Auch an der so genannten "Laterne" dem erhöhten Teil in der Mitte des Hallendachs, mit beidseitigen Oberlichtern dringe Wasser ein. Grund dafür ist die Tatsache, dass kein Dachüberstand vorhanden ist. "Ein längerer Dachüberstand hätte damals so gut wie nichts gekostet, und dann hätten wir dort jetzt kein Wasser", klagte Michael Rauscher. Bürgermeister Siegfried Roser verwies allerdings darauf, dass dieser planerische Mangel einstmals durchaus beabsichtigt gewesen sei, damit mehr Licht durch die hochgelegenen Fensterreihen fallen könne. Abschließend warnte Michael Rauscher eindringlich vor übertriebenen Erwartungen: Die Maßnahmen, die er zur Dachsanierung vorschlug, würden keineswegs garantieren, dass niemals mehr Wasser durch das Teckhallendach eindringen könne.

Einen weiteren Kostenpunkt brachte Thomas Hille vom Ingenieurbüro Herp ins Spiel. Aus energetischer Sicht würde sich für die Teckhalle ein kleines Blockheizkraftwerk lohnen. Dadurch ergebe sich eine jährliche

CO2-Minderung von etwa 45 Tonnen. Die Kosten für diese Maßnahme würden sich auf 79 000 Euro belaufen. Davon wiederum sind 22 000 Euro abzuziehen, die ansonsten für die Sanierung der Heizungsanlage anfallen würden. Über eine Landesförderung für Maßnahmen zur

CO2-Reduzierung könnte Owen in diesem Fall knapp 23 000 Euro erhalten, sodass nur noch 34 000 Euro aus der Stadtkasse zu finanzieren wären.

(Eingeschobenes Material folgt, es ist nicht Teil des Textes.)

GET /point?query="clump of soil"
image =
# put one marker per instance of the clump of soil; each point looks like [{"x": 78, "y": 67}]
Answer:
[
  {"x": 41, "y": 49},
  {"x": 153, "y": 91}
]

Während der Gemeinderat die allgemeinen Sanierungsmaßnahmen für 363 000 Euro billigte, machte er den Bau eines Blockheizkraftwerks davon abhängig, ob tatsächlich Landesmittel in der vorgesehenen Höhe fließen würden. Dass der Kindergarten Rinnenweg per Warmwasserheizung an die Teckhalle angeschlossen werden könnte, hat das Gremium zur Kenntnis genommen. Momentan würde sich das zwar energetisch rechnen, aber nicht finanziell.